How do you catch the ones that need help so badly? We used to have outreach workers from various homeless organizations roam the streets at night looking for just this kind of person but now all that’s changed as the government and councils search for more cost effective ways of curing homelessness and to me that’s what it’s all about. Money. As we try to cure this age old problem of homelessness it seems that we are missing the people that need the help the most. I was thinking about Local councils that give people sleeping on the streets a bit of paper to go to a local day center to see if they can be help to get them off the streets. This is all fine and well but what about the person that cannot read or write, the severely disabled or the person that is afraid to go to these day centers because of the fear of violence and believe me violence often occurs among homeless people. What about the alcoholic who seems to be beyond help?

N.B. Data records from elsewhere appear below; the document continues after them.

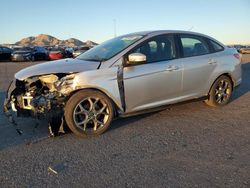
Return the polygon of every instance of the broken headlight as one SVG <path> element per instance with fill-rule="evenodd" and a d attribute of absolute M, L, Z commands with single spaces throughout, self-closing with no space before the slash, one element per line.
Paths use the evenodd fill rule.
<path fill-rule="evenodd" d="M 75 89 L 76 84 L 77 78 L 75 74 L 70 74 L 55 82 L 55 87 L 57 88 L 58 92 L 62 93 L 63 95 L 67 95 Z"/>

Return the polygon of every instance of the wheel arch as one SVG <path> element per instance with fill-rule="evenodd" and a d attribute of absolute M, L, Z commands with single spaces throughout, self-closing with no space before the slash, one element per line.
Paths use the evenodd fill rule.
<path fill-rule="evenodd" d="M 120 103 L 118 101 L 116 101 L 114 99 L 114 97 L 112 97 L 111 94 L 109 94 L 107 91 L 101 89 L 101 88 L 96 88 L 96 87 L 86 87 L 86 88 L 79 88 L 77 90 L 74 90 L 70 93 L 70 95 L 68 96 L 68 99 L 73 96 L 75 93 L 79 92 L 79 91 L 84 91 L 84 90 L 94 90 L 94 91 L 99 91 L 101 92 L 103 95 L 105 95 L 107 98 L 110 99 L 110 101 L 112 102 L 113 106 L 114 106 L 114 116 L 117 117 L 119 115 L 119 111 L 124 111 L 120 105 Z"/>
<path fill-rule="evenodd" d="M 217 76 L 216 79 L 214 79 L 213 83 L 210 85 L 209 91 L 208 91 L 208 93 L 207 93 L 208 97 L 209 97 L 209 93 L 210 93 L 210 91 L 211 91 L 211 89 L 212 89 L 214 83 L 215 83 L 216 80 L 218 80 L 218 78 L 221 77 L 221 76 L 227 76 L 227 77 L 230 79 L 231 83 L 232 83 L 232 86 L 233 86 L 233 87 L 232 87 L 232 90 L 234 89 L 235 83 L 234 83 L 234 80 L 233 80 L 232 75 L 231 75 L 230 73 L 228 73 L 228 72 L 222 73 L 222 74 L 220 74 L 219 76 Z"/>

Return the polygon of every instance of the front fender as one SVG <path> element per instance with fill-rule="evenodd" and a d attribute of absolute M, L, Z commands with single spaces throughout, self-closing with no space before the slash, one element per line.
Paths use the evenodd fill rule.
<path fill-rule="evenodd" d="M 117 82 L 118 67 L 97 69 L 78 73 L 75 90 L 97 89 L 106 94 L 123 111 Z M 74 91 L 73 91 L 74 92 Z"/>

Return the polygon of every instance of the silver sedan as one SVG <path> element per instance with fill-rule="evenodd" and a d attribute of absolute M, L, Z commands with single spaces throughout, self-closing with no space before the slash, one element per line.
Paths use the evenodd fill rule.
<path fill-rule="evenodd" d="M 191 100 L 221 107 L 241 83 L 240 54 L 194 32 L 149 31 L 108 40 L 75 59 L 16 73 L 5 112 L 47 117 L 78 136 L 103 133 L 112 120 Z"/>

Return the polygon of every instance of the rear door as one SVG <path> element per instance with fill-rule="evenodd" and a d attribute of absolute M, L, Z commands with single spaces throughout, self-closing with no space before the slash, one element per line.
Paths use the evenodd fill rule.
<path fill-rule="evenodd" d="M 182 63 L 177 59 L 173 35 L 153 37 L 131 53 L 142 53 L 146 63 L 123 70 L 126 112 L 161 106 L 181 94 Z"/>
<path fill-rule="evenodd" d="M 180 34 L 179 42 L 183 62 L 184 98 L 204 96 L 207 84 L 217 66 L 214 54 L 206 38 L 196 35 Z"/>

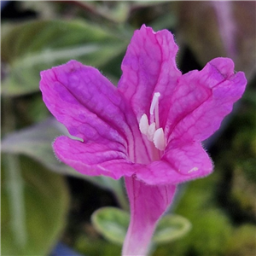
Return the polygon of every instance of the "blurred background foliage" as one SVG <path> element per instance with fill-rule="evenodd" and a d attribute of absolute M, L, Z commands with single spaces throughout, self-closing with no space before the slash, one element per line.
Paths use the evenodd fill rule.
<path fill-rule="evenodd" d="M 122 180 L 84 177 L 55 158 L 51 143 L 67 131 L 44 107 L 39 72 L 76 59 L 116 84 L 125 49 L 142 24 L 174 33 L 183 73 L 228 56 L 248 81 L 234 113 L 205 143 L 215 172 L 179 187 L 175 215 L 160 224 L 153 255 L 256 254 L 256 3 L 3 0 L 3 255 L 62 256 L 60 241 L 80 255 L 119 255 L 129 221 Z"/>

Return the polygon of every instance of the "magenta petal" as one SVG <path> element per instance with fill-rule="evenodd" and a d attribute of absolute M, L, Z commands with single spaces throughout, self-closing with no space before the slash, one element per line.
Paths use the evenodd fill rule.
<path fill-rule="evenodd" d="M 201 71 L 178 80 L 171 98 L 166 135 L 172 139 L 203 141 L 216 131 L 244 92 L 244 73 L 234 73 L 230 59 L 217 58 Z"/>
<path fill-rule="evenodd" d="M 203 177 L 212 172 L 211 159 L 200 143 L 170 144 L 162 159 L 137 172 L 137 177 L 152 184 L 178 184 Z"/>
<path fill-rule="evenodd" d="M 177 46 L 167 30 L 154 32 L 143 26 L 135 32 L 122 62 L 118 90 L 130 102 L 137 117 L 148 114 L 154 92 L 160 92 L 160 123 L 165 124 L 170 97 L 181 76 L 176 66 Z"/>
<path fill-rule="evenodd" d="M 149 186 L 125 177 L 131 205 L 131 220 L 123 246 L 123 256 L 147 255 L 157 221 L 170 206 L 176 186 Z"/>
<path fill-rule="evenodd" d="M 62 136 L 55 141 L 53 147 L 61 161 L 84 175 L 106 175 L 118 179 L 135 172 L 133 164 L 119 149 L 118 143 L 113 149 L 108 145 L 84 143 Z"/>

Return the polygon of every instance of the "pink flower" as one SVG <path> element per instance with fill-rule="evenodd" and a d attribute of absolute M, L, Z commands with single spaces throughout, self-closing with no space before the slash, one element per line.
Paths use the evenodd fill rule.
<path fill-rule="evenodd" d="M 125 177 L 131 223 L 123 255 L 145 255 L 176 185 L 212 172 L 201 142 L 242 95 L 244 73 L 216 58 L 182 75 L 167 30 L 135 32 L 113 86 L 76 61 L 42 72 L 44 101 L 73 140 L 54 143 L 57 157 L 84 175 Z"/>

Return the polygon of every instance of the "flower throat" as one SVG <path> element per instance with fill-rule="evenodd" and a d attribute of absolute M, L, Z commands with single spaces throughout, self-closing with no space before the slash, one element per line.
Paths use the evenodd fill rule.
<path fill-rule="evenodd" d="M 159 98 L 160 92 L 155 92 L 153 96 L 150 109 L 149 122 L 146 113 L 143 113 L 139 122 L 140 131 L 146 135 L 148 141 L 153 142 L 154 147 L 159 150 L 166 148 L 166 141 L 163 128 L 160 127 L 159 119 Z"/>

Simply not enough now is being done to find the people that really need help and sometimes all it takes is that one defining moment in someone’s life when someone shows compassion that change does occur.
A child will grow and grow
From its parent learn all the things it did not know.
With confidence and poise
Match pace with time.
This child will not maybe walk a perfect line.
Yet all will still be well and this child will be the apple of their eye
With no exceptions this child will bring a ray of sunshine in his father's life
Along with all the worry and the strife.
And in a mothers heart that gently beats
A love that knows no bounds
A love that never has to die
Through tears this child of joy might cry.
Then one day this child has grown
The mirror image of its parents
Yet still a child with age
Still with confidence matches pace with time.
Well, that's the first thing I have written for ages. Well I must get some beauty sleep as I am looking a bit on the old side today.